In general, bootstrapping usually refers to a self-starting process that is supposed to continue or grow without external input. Many analytical techniques are often called bootstrap methods in reference to their self-starting or self-supporting implementation, such as bootstrapping in statistics, in finance, or in linguistics.
Etymology
Tall boots may have a tab, loop or handle at the top known as a bootstrap, allowing one to use fingers or a boot hook tool to help pull the boots on. The saying "pull oneself up by one's bootstraps" was already in use during the 19th century as an example of an impossible task. The idiom dates at least to 1834, when it appeared in the Workingman's Advocate: "It is conjectured that Mr.
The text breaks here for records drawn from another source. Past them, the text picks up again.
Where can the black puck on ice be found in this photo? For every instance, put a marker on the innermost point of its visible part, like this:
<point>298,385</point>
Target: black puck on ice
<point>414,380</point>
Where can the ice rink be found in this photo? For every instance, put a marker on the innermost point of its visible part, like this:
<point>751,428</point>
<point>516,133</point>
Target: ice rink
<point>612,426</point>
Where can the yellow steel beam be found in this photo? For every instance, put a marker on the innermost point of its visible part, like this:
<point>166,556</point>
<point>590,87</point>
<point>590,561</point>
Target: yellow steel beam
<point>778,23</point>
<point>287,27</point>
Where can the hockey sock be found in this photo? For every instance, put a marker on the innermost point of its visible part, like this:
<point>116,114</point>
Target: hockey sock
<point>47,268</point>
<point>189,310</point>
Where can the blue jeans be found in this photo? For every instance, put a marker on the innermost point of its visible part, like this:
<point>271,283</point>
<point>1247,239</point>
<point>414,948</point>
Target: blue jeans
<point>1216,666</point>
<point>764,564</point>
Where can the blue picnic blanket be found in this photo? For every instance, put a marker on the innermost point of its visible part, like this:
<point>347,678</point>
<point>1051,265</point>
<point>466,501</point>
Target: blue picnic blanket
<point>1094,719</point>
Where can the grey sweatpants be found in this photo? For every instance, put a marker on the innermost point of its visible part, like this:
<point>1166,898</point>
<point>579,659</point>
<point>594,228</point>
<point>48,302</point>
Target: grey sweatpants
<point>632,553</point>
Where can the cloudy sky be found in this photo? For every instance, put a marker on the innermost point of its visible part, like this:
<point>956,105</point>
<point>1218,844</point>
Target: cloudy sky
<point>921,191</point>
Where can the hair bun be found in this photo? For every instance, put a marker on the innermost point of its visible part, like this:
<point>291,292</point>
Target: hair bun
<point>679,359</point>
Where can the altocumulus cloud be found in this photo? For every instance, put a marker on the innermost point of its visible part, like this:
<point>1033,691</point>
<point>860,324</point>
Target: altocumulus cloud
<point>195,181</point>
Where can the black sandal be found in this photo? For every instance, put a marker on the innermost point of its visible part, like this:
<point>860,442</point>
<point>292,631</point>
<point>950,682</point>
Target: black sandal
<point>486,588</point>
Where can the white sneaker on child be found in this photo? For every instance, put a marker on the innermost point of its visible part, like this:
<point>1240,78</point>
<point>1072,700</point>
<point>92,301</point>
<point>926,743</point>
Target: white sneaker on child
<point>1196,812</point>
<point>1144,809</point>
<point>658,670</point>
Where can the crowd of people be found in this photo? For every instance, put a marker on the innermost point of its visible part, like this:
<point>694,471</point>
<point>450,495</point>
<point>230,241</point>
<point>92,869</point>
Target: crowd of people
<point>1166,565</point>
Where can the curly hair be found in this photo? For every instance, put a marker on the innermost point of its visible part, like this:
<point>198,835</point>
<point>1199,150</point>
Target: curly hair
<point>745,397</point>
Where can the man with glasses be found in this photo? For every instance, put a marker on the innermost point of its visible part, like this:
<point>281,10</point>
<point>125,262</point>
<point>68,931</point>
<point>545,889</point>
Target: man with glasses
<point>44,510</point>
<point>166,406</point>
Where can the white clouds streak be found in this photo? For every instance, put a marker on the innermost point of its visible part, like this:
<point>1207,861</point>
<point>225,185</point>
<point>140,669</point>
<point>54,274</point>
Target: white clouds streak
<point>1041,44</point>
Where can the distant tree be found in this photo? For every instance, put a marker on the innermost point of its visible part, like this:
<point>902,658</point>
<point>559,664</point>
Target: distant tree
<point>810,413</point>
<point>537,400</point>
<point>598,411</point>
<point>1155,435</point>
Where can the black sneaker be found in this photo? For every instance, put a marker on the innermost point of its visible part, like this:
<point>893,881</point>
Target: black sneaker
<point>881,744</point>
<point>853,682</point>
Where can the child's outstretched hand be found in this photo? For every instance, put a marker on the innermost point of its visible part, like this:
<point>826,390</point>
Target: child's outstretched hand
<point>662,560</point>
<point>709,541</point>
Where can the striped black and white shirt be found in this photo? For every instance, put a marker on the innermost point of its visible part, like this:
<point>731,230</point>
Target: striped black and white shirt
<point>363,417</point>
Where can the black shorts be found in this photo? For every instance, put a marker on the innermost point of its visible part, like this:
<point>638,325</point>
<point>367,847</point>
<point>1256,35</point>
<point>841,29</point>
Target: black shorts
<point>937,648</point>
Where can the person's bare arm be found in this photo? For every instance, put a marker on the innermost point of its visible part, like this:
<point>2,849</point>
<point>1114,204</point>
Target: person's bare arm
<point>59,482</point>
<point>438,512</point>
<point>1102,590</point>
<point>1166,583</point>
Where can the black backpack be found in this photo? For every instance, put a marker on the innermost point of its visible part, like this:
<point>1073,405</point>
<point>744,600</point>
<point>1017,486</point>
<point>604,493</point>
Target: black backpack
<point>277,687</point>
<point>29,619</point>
Murphee will now be enabled to hand himself over the Cumberland river or a barn yard fence by the straps of his boots." In 1860 it appeared in a comment about philosophy of mind: "The attempt of the mind to analyze itself [is] an effort analogous to one who would lift himself by his own bootstraps." Bootstrap as a metaphor, meaning to better oneself by one's own unaided efforts, was in use in 1922. This metaphor spawned additional metaphors for a series of self-sustaining processes that proceed without external help.
The term is sometimes attributed to a story in Rudolf Erich Raspe's The Surprising Adventures of Baron Munchausen, but in that story Baron Munchausen pulls himself (and his horse) out of a swamp by his hair (specifically, his pigtail), not by his bootstraps – and no explicit reference to bootstraps has been found elsewhere in the various versions of the Munchausen tales.